ISBN-13: 9780752489742
Publisher: The History Press
Publication date: 09/01/2012
Sold by: Barnes & Noble
Format: NOOK Book
Pages: 272
Sales rank: 1,020,950
File size: 3 MB

About the Author

Peter Stubley is crime journalist who has spent the last ten years covering murder cases at the Old Bailey, whether famous, infamous or quickly forgotten. He is also the founder of, and main contributor to, the London murder map (www.murdermap.co.uk), which aims to catalogue every Victorian murder in London. Specializing in court reporting, he is currently Assistant News Editor at Central News.

Read an Excerpt


London Murders in the Year of the Ripper

By Peter Stubley

The History Press

Copyright © 2012 Peter Stubley
All rights reserved.
ISBN: 978-0-7524-8974-2



The RMS Ormuz was the fastest ship in the world. It was 482ft long, 52ft wide, and weighed more than 6,000 tons but its 8,500hp steam engines could propel it halfway round the globe in less than four weeks. Not so many years earlier the same trip would have taken three months. It was equipped with berths for nearly 400 passengers – 106 in first class, 170 in second and 120 in steerage – as well as two saloons, two promenade decks, a library, a drawing room, a coffee room, two smoking rooms and a hospital. No wonder that its proud owners, the Orient Line, had seen fit to boast: 'Were the world a ring of gold, Ormuz would be its diamond.' But for John King it was just a means of getting home.

The thirty-nine-year-old chemical engineer was making the voyage from Australia to London with mixed emotions. Just four months earlier, in April 1888, he had arrived in Sydney with high hopes of finding his fortune in the fabled 'workers' paradise'. The auspices had seemed favourable, for that year marked the centenary of the first landing of 1,350 colonists at Sydney Cove. Alas, it had not worked out as he expected and he had decided to return home to his wife, Mary, and their two young children, eight-year-old John Jr and seven-year-old Alice, in Rutherglen, Lanarkshire, not far from Glasgow and the Govan shipyards where the Ormuz was built in 1886.

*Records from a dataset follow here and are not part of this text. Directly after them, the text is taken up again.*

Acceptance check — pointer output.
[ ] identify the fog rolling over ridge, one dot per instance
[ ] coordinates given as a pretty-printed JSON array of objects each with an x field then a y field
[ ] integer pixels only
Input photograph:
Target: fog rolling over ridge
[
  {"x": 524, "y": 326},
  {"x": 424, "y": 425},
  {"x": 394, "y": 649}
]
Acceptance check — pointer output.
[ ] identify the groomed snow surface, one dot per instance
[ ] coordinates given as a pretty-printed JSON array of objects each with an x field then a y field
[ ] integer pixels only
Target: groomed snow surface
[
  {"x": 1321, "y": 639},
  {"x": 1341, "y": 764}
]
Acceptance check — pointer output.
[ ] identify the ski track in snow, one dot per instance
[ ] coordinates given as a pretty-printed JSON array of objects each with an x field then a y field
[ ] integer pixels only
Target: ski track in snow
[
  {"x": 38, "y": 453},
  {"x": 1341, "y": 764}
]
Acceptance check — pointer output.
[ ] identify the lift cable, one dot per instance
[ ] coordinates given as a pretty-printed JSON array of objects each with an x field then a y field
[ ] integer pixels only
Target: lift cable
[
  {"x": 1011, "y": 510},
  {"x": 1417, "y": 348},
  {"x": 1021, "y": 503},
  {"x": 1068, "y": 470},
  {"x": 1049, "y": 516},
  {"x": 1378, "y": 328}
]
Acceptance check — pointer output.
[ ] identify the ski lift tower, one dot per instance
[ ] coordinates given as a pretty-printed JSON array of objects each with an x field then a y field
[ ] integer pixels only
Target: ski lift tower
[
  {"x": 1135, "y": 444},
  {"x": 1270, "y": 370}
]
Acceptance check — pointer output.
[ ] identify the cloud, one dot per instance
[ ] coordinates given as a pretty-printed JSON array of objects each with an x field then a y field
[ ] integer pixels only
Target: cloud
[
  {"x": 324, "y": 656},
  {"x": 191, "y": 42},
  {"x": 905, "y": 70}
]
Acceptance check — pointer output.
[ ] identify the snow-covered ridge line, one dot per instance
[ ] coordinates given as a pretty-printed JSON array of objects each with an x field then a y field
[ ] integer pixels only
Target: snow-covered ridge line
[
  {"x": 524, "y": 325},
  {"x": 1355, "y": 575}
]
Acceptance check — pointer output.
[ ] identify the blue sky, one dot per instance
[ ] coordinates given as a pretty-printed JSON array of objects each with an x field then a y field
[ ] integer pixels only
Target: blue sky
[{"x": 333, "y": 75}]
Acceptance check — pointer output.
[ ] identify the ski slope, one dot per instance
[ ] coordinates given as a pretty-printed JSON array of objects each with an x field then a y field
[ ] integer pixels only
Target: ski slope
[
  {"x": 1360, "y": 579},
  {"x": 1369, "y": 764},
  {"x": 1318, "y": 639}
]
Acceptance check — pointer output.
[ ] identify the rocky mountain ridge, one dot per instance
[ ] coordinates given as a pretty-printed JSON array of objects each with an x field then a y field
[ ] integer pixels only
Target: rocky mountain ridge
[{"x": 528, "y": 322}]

His journey took nearly seven weeks. After leaving Sydney on 1 August 1888, the Ormuz called first at Melbourne and Adelaide before sailing across the Indian Ocean towards Egypt, passing from the Southern Hemisphere to the Northern and leaving the Southern Cross behind. At Suez they took on more coal for the engines before navigating the 86 mile-long canal between the Red Sea and the Mediterranean. After stopping off at Naples the ship rounded Spain, battled through the gales and stormy seas of the Bay of Biscay and gave its passengers their first sight of England through the fog at Plymouth. Two days later it was powering against the flow of the Thames towards the city at the heart of the British Empire. London, a metropolis of more than 5 million inhabitants, was also the symbolic centre of the world, where east meets west at zero degrees longitude.

Finally, on the morning of 11 September 1888, the ship pulled into Tilbury Docks in Essex; it had been built two years earlier at a staggering cost of £2 million. John King stepped on to dry land and began the final leg of his journey by train, first from Tilbury to Fenchurch Street station, and then from St Pancras to Glasgow. It was a far less glamorous arrival than that of a foreign student from Bombay two weeks later. Mohandas Karamchand Gandhi sauntered off the SS Clyde in a white flannel suit purchased specially for the purpose. Gandhi wrote in his autobiography: 'I found I was the only person wearing such clothes ... the shame of being the only person in white clothes was already too much for me.' Gandhi travelled by train to the luxury Victoria Hotel, and quickly bought a new outfit and a 19s chimney-pot hat at the Army & Navy Stores, determined to appear the quintessential 'English gentleman' during his three-year law course at the University of London.

By the time John King arrived at the impressive red-bricked edifice of St Pancras station he was part of a merry band of twelve fellow passengers from the Ormuz. Most of them were already drunk and singing loudly as they crammed on board the 9.15 p.m. night train to Glasgow. Joining King in one of the third-class compartments were three fellow Scotsmen: John Mattison and Charles Lee, who had both worked on board as firemen, and twenty-two-year-old stowaway James McKill, the son of a chemist from Hamilton.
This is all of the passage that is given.